Now this is all speculative, of course, because we can’t take a child and randomly assign them to either a high prevalence group or a low prevalence group. So we take low birthweight kids (1500 to 2500 grams) and assess the performance of a diagnostic test for a common condition in preemies like Bronchopulmonary Dysplasia (BPD). Then take very low birthweight kids (under 1500 grams) and assess the performance of a diagnostic test for BPD. If the test performs better in the very low birthweight kids, is it because this group has a higher prevalence, because BPD is more overt and easier to diagnose in this group, or because of an unmeasured factor that is present in very low birthweight kids that makes the test perform well?

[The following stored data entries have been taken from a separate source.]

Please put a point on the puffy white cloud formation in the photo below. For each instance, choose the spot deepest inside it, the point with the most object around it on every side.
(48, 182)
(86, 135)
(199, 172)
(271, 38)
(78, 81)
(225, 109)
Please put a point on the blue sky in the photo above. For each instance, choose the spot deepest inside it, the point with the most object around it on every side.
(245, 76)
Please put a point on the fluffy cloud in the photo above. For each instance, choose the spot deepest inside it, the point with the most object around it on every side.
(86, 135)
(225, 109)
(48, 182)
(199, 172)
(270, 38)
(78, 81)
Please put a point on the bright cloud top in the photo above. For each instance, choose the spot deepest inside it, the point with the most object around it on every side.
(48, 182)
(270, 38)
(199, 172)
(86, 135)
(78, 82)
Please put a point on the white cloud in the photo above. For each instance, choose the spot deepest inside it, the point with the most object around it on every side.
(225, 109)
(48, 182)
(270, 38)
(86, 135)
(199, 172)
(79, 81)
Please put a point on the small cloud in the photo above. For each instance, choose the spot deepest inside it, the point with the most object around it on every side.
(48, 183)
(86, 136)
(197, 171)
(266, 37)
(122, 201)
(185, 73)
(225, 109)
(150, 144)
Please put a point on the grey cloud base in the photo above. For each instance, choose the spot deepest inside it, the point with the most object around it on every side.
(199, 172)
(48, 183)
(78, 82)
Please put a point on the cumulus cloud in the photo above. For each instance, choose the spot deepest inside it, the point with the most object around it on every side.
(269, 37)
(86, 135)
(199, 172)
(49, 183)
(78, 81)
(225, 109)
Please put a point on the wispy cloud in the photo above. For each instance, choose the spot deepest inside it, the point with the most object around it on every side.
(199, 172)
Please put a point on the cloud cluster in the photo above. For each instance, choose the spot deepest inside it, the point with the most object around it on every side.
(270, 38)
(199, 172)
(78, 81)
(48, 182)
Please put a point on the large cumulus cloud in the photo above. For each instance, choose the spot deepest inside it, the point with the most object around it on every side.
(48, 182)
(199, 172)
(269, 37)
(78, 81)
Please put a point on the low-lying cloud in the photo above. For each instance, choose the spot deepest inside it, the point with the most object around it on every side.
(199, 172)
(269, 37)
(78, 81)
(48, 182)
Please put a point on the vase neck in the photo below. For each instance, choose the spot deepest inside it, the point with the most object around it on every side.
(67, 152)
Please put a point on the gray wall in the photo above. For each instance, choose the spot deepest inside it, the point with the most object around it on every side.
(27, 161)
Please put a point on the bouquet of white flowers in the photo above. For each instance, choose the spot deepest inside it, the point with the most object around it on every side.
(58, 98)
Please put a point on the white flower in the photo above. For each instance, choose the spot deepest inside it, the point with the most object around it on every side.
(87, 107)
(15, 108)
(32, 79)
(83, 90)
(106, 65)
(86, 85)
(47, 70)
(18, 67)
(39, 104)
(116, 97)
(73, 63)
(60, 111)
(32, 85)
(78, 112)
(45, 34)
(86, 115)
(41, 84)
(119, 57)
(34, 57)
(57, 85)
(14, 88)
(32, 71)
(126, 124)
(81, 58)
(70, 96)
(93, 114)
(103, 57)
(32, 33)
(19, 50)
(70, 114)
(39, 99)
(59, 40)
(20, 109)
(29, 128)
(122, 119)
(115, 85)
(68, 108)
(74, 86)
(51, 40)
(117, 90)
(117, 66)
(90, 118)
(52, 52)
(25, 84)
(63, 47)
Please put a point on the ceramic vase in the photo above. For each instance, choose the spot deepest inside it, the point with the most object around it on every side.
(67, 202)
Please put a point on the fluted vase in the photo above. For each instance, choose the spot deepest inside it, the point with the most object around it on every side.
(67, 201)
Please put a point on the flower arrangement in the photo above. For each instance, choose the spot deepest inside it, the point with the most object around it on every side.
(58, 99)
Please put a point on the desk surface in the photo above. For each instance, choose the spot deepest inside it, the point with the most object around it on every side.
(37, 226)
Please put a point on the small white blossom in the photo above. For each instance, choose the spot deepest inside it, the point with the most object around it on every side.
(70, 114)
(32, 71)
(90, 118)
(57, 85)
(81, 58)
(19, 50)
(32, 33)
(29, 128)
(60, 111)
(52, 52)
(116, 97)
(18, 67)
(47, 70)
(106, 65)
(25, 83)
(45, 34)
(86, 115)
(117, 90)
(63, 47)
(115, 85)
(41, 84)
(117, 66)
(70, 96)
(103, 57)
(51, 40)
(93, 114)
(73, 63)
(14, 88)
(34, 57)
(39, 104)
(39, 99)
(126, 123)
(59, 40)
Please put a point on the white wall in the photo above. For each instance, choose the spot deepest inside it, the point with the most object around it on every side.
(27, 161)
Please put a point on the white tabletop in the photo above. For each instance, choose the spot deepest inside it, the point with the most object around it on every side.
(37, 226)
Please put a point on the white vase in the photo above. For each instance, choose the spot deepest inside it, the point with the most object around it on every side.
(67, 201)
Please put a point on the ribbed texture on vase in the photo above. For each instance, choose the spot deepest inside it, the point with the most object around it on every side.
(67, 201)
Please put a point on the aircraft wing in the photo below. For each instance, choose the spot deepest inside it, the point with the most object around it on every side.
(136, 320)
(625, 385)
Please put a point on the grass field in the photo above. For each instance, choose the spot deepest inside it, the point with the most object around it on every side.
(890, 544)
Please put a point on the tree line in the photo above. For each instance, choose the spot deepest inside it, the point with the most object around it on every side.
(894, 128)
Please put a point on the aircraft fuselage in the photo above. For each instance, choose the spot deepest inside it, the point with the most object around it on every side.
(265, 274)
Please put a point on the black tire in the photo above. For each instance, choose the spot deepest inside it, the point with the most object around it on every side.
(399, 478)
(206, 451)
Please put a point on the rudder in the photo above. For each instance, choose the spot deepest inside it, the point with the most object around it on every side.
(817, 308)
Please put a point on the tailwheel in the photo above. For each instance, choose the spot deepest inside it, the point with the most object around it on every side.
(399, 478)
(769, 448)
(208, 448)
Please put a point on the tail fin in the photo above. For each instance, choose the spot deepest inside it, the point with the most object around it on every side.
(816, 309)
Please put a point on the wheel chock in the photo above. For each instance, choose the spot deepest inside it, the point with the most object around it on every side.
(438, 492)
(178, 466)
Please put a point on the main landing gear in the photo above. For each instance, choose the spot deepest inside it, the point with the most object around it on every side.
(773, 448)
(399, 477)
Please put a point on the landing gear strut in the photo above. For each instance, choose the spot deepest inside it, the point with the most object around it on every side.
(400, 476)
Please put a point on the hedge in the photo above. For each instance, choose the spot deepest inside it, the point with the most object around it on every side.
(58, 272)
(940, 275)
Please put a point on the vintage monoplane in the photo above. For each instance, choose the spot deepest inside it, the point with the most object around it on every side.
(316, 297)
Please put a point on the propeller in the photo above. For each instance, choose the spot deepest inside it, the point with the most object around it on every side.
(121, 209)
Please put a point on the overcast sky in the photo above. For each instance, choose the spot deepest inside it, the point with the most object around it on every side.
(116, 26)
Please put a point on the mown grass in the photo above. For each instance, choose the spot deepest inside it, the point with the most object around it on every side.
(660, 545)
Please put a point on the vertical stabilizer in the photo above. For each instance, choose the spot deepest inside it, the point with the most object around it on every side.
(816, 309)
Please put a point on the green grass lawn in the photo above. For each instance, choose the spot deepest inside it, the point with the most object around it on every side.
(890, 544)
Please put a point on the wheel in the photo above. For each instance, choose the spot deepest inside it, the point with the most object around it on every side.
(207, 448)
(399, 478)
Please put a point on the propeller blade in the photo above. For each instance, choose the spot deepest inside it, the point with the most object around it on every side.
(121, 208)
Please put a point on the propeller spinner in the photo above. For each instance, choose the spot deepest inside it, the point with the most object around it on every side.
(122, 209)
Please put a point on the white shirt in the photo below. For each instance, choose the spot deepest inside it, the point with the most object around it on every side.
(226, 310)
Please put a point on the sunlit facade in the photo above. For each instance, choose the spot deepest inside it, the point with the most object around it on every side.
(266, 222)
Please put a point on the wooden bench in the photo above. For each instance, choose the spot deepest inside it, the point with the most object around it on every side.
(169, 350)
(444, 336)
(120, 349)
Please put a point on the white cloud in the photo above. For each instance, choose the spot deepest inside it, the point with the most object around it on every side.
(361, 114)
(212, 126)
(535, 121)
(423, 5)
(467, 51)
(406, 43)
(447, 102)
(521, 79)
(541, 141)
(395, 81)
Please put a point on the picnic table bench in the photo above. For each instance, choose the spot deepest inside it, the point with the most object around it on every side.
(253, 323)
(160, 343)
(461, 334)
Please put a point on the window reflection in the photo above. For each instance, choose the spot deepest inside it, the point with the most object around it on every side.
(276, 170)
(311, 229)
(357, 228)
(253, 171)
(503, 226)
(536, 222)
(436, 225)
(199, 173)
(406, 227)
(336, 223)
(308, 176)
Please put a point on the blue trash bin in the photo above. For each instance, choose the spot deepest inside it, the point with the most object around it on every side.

We can’t disentangle these alternate explanations because we can’t randomize patients into birthweight categories. That gets at my sarcastic comment earlier. Because we can’t experimentally manipulate prevalence, anything that I and others say is driven more by opinion than by fact.

For what it’s worth, if sensitivity is affected by prevalence, it is certainly affected to a much lower degree than positive predictive value.